Autoportrait de l’auteur en coureur de fond
https://leressentidejeanpaul.com/2023/09/22/autoportrait-de-lauteur-en-coureur-de-fond/

Roman

Game Over

de Isabelle Villain
Broché – 16 janvier 2025
Éditions : Taurnada Éditions

Une vieille dame meurt écrasée sous les roues d’un bus. Un nouveau fait divers dans les rues de Paris.
Cependant, d’autres « accidents » sont rapidement à déplorer, laissant présager que ces tragiques événements ne sont que les prémices d’un sombre dessein.
Le groupe de Lost se retrouve à la tête d’une affaire qui va bousculer toutes ses certitudes.
Frustration. Colère. Incompréhension. Impuissance…
Une course contre la montre au dénouement glaçant et inacceptable.

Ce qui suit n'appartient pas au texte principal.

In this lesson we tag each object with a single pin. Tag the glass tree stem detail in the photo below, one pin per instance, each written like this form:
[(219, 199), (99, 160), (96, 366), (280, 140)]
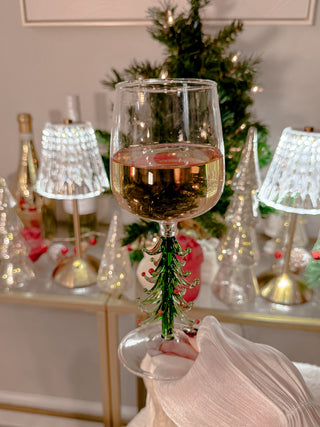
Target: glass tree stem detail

J’ai été complètement embarqué, que dis-je, subjugué de retrouver Rebecca dans cette sixième enquête qui semble être, on le dirait bien, le dernier volet d’une belle série. Et je suis obligé de vous dire que j’en suis triste. Isabelle explique “son” pourquoi dans ses remerciements, et je la respecte pour cela.
Pour autant, “Game Over”, qui peut se lire indépendamment des autres, est et restera pour moi le meilleur tome, pour de nombreuses bonnes raisons, même si c’est celui où la “cheffe” de Lost, nous quitte…

Paris.
Une femme âgée est tuée par un bus. Accident ou meurtre ?
Un voyageur est bousculé sur le quai du métro. Accident ou meurtre ?
Rapidement, de nouvelles victimes se succèdent sans liens entre elles… Accidents ou meurtres ?
Rebecca va s’investir pleinement dans cette enquête particulièrement terrible et complexe, qu’elle reprend après avoir été traitée jusqu’à présent de manière autonome par la gendarmerie et la police. La commandante à la Crim’ va être confrontée à une situation extrêmement difficile à gérer, car, en même temps, elle apprendra le décès de sa propre grand-mère et découvrira des informations sur son passé qui vont complètement la troubler.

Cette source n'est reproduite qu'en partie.